Bryce Eishold
They may have come face to face with lions and run for months to escape bullets and bombs, but when a bushfire started at Traralgon South in 2009 sending ashes and embers onto roofs, the South Sudanese community was confused.
Abraham Malual had just picked up his three children at Liddiard Primary School when a local radio station started broadcasting about a bushfire happening in the area and advised people to keep safe.
Mr Malual, a member of a group known as the Lost Boys of the Sudan, braved wild animals while running on foot to escape civil war in southern Sudan and was bombarded by questions from newly-arrived refugees in Traralgon South.
“Some of the south Sudanese community were coming to me and asking me where they should go. I said ‘you don’t need to move, we have to wait for the advice from local authorities’,” he said.

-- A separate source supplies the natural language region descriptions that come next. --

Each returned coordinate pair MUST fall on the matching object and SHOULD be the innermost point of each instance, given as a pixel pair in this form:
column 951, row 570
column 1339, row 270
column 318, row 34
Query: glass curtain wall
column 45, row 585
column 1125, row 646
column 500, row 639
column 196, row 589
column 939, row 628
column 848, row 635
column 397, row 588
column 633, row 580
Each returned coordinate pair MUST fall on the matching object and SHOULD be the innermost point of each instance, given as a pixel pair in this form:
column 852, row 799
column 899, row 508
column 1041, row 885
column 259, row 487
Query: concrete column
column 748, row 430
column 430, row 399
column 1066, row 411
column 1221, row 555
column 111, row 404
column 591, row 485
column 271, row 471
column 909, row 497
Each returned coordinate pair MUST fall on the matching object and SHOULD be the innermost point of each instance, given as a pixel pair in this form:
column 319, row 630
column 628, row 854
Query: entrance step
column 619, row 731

Mr Malual said Black Saturday was the Sudanese community’s first bushfire experience because in Sudan, residents lived far away from the forests and trees were not planted near homes.
“They were wondering why people were living in the bushes and why the fire was killing people. Back home nobody lived in the bush – even in the villages they don’t plant trees near houses,” he said.
Mr Malual was the Sudanese community’s point of contact because he worked as a multicultural education aide at Liddiard Road Primary and Traralgon College.
The position was created to provide a link between the school and the local community to address certain stereotypes when the first group of Sudanese refugees settled in Traralgon in 2008.
Mr Malual said there were about 12 Sudanese families in the area 10 years ago during Black Saturday.
“I was liaising between the school and the community because when we arrived here we were stereotyped. [They said] the Sudanese moved in to the area to destroy [it],” he said.
Having experienced a bushfire for the first time, Mr Malual said the Sudanese community had some interesting ideas about what caused it and what to do when confronted by it.
“They were scared that the fire will run through power lines and burn their houses down,” Mr Malual said.
They also believed that 45-degree temperatures would cause grass to burn and that humans were not capable of starting bushfires.
Mr Malual said while the Sudanese community felt it was more dangerous facing war than a bushfire, many were confused and scared, especially when the skies turned dark and ashes began to fall.
They also avoided driving during the fires and believed that running, as they did when they fled Sudan, was the best way to escape the inferno.
“When they heard about the fire they stopped driving. You should not drive because in the car there’s petrol and it’s dangerous,” Mr Mulual said.
“They believe that physical experience is better than relying on machines. To inhale the smoke is better than the heat reaching you.”